The statement was released at a news conference by central bank governor Zhou Xiaochuan.
China has come under increasing pressure to re-value the yuan, which has been pegged to the US dollar at 8.28 for the past decade.
Although the government has so far withstood calls from its international trading partners to allow the yuan to rise, speculation has been rife that it will allow a revaluation of anywhere between 2.5 and 10 percent.
Many US companies and politicians want the yuan to be re-valued, arguing that Chinese authorities have kept the currency artificially depressed in order to increase the competitiveness of Chinese exports.
US and Chinese officials met recently to discuss a series of forex-related issues as speculation has mounted that Beijing is mulling a possible widening or re-pegging of the currency's trading band.

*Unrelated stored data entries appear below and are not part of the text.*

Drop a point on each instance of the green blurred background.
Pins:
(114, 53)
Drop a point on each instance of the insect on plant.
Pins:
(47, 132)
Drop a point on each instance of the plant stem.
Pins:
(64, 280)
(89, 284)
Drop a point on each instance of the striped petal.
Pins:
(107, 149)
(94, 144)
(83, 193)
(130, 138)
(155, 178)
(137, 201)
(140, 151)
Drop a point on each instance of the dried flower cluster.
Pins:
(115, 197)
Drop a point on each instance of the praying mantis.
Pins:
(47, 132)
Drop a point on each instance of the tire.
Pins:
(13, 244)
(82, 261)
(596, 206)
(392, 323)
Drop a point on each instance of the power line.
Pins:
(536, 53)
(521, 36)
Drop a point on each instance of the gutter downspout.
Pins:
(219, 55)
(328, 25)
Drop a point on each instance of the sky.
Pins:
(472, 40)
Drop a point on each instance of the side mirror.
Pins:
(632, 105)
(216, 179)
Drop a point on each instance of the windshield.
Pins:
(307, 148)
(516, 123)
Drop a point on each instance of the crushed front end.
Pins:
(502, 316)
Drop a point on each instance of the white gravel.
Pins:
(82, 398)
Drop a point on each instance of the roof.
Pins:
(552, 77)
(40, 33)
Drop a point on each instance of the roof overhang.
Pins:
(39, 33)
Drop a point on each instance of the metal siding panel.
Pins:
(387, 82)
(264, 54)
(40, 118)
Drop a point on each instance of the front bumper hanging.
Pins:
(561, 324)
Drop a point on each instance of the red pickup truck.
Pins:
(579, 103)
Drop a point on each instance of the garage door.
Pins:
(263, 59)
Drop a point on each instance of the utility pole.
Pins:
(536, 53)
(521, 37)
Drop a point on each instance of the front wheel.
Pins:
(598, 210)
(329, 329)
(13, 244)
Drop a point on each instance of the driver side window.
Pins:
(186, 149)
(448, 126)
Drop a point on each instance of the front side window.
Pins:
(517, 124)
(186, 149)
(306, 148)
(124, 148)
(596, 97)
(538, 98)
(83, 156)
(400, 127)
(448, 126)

The government is also known to be considering switching the dollar peg to a basket of currencies that is likely to include the yen and the euro.
In its statement Thursday, the central bank said that "improving the exchange rate mechanism will be a priority for this year" but did not elaborate what this might involve.

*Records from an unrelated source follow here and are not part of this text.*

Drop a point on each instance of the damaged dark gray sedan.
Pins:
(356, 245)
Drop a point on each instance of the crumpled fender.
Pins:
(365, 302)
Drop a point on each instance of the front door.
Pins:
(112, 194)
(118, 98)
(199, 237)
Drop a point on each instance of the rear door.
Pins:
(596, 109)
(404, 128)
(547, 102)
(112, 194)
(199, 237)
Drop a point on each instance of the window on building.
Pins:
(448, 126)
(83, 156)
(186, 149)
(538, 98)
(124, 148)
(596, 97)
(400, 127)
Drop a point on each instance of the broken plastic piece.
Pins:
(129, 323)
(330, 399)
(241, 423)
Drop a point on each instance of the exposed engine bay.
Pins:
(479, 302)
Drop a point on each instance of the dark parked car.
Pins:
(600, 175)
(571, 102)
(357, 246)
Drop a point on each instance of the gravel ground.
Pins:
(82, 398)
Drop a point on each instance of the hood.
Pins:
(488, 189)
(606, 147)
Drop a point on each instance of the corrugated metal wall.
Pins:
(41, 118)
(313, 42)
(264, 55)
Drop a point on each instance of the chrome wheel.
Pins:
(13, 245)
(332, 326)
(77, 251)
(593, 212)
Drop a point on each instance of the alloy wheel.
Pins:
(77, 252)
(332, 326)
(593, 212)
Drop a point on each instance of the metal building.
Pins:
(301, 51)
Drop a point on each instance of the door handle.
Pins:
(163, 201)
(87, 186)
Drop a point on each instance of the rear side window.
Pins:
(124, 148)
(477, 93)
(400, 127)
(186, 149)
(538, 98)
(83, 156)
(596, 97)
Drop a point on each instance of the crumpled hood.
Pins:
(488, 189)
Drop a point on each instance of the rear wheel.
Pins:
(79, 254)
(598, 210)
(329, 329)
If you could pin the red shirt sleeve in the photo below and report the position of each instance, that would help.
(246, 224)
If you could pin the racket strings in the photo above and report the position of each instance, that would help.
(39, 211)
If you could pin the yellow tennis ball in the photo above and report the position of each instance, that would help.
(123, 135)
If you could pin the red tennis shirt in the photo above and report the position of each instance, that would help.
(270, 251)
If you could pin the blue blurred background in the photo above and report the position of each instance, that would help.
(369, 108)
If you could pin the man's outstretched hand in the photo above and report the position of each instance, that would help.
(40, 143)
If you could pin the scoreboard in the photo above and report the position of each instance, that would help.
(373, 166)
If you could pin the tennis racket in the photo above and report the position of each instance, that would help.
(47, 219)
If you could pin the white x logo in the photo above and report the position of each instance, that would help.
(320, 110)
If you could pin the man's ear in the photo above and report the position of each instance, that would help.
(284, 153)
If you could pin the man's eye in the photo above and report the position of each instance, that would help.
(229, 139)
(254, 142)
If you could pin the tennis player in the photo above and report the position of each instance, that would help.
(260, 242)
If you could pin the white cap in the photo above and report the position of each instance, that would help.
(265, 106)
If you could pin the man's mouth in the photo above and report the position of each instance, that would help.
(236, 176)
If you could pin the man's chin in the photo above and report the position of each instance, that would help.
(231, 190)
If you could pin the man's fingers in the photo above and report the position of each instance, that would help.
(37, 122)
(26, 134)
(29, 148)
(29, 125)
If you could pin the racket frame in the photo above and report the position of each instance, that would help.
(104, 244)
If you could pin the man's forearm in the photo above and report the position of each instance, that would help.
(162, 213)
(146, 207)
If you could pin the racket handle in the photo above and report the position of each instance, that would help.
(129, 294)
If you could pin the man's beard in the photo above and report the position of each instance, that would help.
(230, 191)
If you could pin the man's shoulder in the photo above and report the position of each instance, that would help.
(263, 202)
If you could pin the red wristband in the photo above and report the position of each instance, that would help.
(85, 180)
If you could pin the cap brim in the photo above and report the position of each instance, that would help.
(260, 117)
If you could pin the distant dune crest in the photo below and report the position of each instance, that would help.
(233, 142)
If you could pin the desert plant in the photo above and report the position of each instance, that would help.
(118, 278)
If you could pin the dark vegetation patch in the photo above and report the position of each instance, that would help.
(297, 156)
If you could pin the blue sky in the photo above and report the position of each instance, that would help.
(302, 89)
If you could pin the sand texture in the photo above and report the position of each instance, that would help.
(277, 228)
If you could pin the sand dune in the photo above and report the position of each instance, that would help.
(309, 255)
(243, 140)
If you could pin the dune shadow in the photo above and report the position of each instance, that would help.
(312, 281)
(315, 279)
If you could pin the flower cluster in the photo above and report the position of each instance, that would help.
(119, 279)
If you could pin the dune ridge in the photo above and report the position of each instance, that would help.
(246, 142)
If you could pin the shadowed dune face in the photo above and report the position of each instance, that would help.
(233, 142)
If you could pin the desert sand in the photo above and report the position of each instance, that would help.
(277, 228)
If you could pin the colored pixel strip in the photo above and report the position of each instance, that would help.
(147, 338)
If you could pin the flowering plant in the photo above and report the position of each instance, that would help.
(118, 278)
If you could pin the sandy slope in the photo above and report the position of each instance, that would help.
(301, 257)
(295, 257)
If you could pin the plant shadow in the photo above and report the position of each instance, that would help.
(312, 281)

It also vowed to "steadily push ahead with (yuan) convertibility on the capital account," an oft-repeated promise for which no timetable has been announced in recent years.
Expectations that a strengthening of the yuan is imminent have been dampened by two consecutive monthly trade deficits so far this year.
February's deficit jumped to 7.9 billion dollars from just 682 million dollars in January, according to the commerce ministry.
China's forex chief recently warned domestic firms against betting on the appreciation of the yuan.
"Betters on the yuan appreciation are likely to pay an enormous price," Xinhua news agency quoted Guo Shuqing, director-general of the State Administration of Foreign Exchange, as saying earlier this week.